We are happy to just kind of get close.  Maybe – now I understand a little bit of the mixed feelings that our LVAD patients or other patients have about how they are doing. They are happy for the medical treatments. They are still alive. They feel better than they would without them. They wish they would feel normal. But accepting that – they go on – and live their lives.

So – how am I doing?

  1. I remain free of cancer. Very happy about that. My next CT scan will be in about a month. We will of course get stressed again before it. But for now, all is good.
  2. I received enough encouraging news that it is time for me to start thinking long term again. “You can go ahead and buy green bananas!” I say this to joke with some of my patients. I can, should and must think about the future and what it should look like again.  It is not just about today. Good thing we kept saving for retirement! 
  3. My adrenal gland very likely will wake up again. There is a good likelihood that I will start to feel more normal again in the future. That is a really cool thought!
  4. This week was a flare. It was temporary. It was frustrating. But it does make me appreciate and understand what a lot of people (what a lot of you) deal with.  Ok. Now I understand. Maybe not to as extreme of an extent as all of you. But I do understand – at least a little.
  5. I am being chemically supported by low replacement doses of hydrocortisone. I am slowly weaning these down. I may look normal, but I am working through a process until my adrenal gland wakes up again and my body recovers. Overall, I am doing pretty well. Frankly – I am doing really well. I don’t have a large tumor in my body. I am working. Most days I feel ok. If I seem to fade off or disappear to take a break, don’t worry about me. I am ok. 

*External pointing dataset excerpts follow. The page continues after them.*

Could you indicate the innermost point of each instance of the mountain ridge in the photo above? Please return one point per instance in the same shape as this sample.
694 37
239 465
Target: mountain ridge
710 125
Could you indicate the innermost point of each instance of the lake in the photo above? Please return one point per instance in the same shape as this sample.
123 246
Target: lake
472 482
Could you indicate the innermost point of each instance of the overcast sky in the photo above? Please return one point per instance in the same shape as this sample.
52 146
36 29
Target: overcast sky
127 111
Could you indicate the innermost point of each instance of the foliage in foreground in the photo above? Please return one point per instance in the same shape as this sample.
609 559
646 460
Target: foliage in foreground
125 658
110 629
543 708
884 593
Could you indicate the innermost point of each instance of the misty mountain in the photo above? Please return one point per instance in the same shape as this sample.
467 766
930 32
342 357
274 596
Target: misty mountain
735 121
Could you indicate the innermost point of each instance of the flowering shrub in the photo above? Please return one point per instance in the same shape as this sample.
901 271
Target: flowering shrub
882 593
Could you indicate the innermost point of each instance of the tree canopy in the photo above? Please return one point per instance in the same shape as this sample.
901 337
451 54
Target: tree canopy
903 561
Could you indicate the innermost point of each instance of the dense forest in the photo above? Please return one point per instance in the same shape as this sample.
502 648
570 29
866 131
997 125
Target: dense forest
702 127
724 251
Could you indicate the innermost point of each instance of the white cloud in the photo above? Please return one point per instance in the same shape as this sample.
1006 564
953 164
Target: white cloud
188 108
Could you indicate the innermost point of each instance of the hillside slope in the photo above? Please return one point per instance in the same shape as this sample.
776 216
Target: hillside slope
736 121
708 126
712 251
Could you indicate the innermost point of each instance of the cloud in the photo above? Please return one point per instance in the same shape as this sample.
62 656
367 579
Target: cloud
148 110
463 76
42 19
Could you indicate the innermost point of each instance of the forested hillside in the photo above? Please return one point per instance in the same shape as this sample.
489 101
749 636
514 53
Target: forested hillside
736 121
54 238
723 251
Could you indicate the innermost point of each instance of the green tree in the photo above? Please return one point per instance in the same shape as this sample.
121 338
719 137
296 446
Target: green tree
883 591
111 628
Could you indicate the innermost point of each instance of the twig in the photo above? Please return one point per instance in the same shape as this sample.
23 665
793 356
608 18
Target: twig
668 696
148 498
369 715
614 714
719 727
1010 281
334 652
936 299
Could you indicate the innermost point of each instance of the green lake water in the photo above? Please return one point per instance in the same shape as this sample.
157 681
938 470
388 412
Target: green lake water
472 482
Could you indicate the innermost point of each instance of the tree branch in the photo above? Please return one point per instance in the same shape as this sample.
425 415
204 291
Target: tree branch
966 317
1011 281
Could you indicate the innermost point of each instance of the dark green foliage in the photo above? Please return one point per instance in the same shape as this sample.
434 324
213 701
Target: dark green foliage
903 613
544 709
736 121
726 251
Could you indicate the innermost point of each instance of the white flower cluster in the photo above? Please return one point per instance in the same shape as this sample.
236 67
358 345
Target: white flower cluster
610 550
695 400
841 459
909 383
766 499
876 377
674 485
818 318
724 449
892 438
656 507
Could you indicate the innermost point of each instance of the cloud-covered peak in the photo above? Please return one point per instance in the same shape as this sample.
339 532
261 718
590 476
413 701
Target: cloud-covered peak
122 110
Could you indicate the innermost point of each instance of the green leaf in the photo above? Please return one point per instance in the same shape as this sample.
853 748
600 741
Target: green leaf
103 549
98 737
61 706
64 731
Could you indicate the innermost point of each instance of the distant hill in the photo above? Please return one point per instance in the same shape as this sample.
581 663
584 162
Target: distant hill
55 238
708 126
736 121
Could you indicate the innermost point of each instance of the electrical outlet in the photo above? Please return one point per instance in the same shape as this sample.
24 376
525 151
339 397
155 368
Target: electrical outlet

And what have I learned this week?  To my mother in law Ann (who is now gone): Now I understand – at least a little. You were always one to encourage me to be a better doctor. I hope you are proud of me! And to those of you with chronic diseases: You have my admiration and my understanding – at least a little.  It is hard to not just feel normal. I get it. I admire you for pushing through anyhow and finding enjoyment in life.  Kudo’s to you all!